The lower graphs indicate a control trial, indicated on the right with “D” meaning disconnected graphs and “C” meaning connected. Manipulating job mixing in control trials decreases time people spend working with others in the same neighborhood, and their chance of transmission generally. This has an observable effect - in control trials, all classes benefit from increased job-mixing.
In control trials, each class begins with one infected person and spreads throughout that class. In experimental trials, the disease must flow from the upper class to the middle and lower classes. This is represented in the chart, where one observes that the lower and middle classes in the control trials frequently end with herd = 1, and the disease failed. The effect is still visible at job-mixing = 6.
In experimental trials when job-mixing and internships = 0, there are almost no interactions between the classes, so the disease only spreads on the chance that two people walk towards each others’ neighborhood with a high degree of directedness and are significantly close to each other to interact. The data above show that, in no replicates, this occurred and resulted in transmission.
Figure 3, shown above, extends this analysis. Figure 1.1.1 consists of the bottom-left three charts and the three charts above them. Figure 3.4.3 consists of the upper-right three charts and the three below them. As one would expect, increases in transmissivity and decreases in immunity result in higher terminal herd values.
In some experimental trials, one can observe transmission between the classes even when job-mixing = 0. For example, when immunity = .02 and transmissivity = .03, .05, or .07, two replicates have terminal herd values < 1.
Within each experimental trial, job-mixing negatively correlates with herd in every class. For the middle and lower classes, the reason is obvious - there are more opportunities for interaction with the upper class, where the disease starts. The same results can be found in the upper class, because the disease spreads back from the lower-class to the upper.

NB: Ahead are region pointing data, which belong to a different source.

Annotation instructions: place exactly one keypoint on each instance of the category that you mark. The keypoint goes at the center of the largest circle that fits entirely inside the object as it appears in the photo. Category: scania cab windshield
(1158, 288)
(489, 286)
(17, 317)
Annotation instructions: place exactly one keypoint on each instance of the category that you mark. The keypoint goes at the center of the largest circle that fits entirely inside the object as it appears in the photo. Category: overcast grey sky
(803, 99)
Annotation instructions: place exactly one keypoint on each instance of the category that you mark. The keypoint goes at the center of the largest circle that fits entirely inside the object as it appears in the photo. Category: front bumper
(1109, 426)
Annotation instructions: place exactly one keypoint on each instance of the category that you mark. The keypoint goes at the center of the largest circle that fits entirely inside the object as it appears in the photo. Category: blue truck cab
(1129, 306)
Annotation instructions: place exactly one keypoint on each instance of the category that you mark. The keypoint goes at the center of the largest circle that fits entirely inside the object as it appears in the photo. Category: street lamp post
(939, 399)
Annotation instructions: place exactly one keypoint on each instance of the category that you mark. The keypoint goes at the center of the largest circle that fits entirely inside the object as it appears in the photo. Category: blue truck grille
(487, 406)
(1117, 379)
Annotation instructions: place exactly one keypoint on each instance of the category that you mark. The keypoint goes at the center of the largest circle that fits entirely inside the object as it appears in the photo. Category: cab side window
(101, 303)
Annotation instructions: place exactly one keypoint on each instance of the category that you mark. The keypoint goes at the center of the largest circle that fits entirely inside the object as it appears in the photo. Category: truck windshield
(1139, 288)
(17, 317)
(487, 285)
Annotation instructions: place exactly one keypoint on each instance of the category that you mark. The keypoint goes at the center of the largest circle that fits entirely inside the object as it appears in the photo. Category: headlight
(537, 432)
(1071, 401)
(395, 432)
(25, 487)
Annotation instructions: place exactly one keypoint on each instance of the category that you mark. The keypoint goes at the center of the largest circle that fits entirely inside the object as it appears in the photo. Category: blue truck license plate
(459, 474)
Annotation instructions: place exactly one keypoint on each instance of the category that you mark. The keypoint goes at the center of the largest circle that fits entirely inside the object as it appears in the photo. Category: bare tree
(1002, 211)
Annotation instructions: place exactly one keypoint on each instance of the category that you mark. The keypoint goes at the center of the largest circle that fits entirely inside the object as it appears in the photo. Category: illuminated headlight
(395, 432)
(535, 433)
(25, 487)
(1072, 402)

Figure 4.1.1 above is a viral dynamic chart, comparing control trials to experimental trials. The bottom three graphs, which are control trials, show the same data as Figure 2.1.1 through Figure 2.3.1, where job-mixing has minimal effect. In the experimental trials, job-mixing shows the same patterns as in endpoint-analysis.. In the control trials, job-mixing did not substantially impact endpoints for the lower and middle classes, but did impact the time to convergence. It did significantly impact the endpoints for the upper class, which were all relatively high.
In the experimental graphs, , job-mixing = 0 resulted in no infections in the middle or lower class, as before. As job-mixing increased from 3 to 6, there was no effect on the lower or upper class, but the middle class did have its infection rate slow, the inverse results of the control trial.
This may result from the middle class’ increased work in the upper-class neighborhood, more interactions there and fewer happen in the between members of the middle class. Similarly, as the lower class gets called in to work in the middle-class neighborhood, more interactions happen between those classes, while the lower class has a lower rate of infection before the disease takes hold there.
Figures 5.1.1 and 6.1.1 show the herd at convergence and dynamics of graphs with and without internships, which increase the connectivity between the middle and lower class. Without internships, job-mixing = 0 leads to effectively zero opportunities for transmission from the upper class. However, with internships, job-mixing easily allows inter-class transmission. Interestingly, with internships, job-mixing = 3 is worse than both = 0 and = 6 for all classes. The mechanisms underlying this disparity are still to be explored. Also attached are Figures 4 and 5, which display the same patterns with no interesting interactions.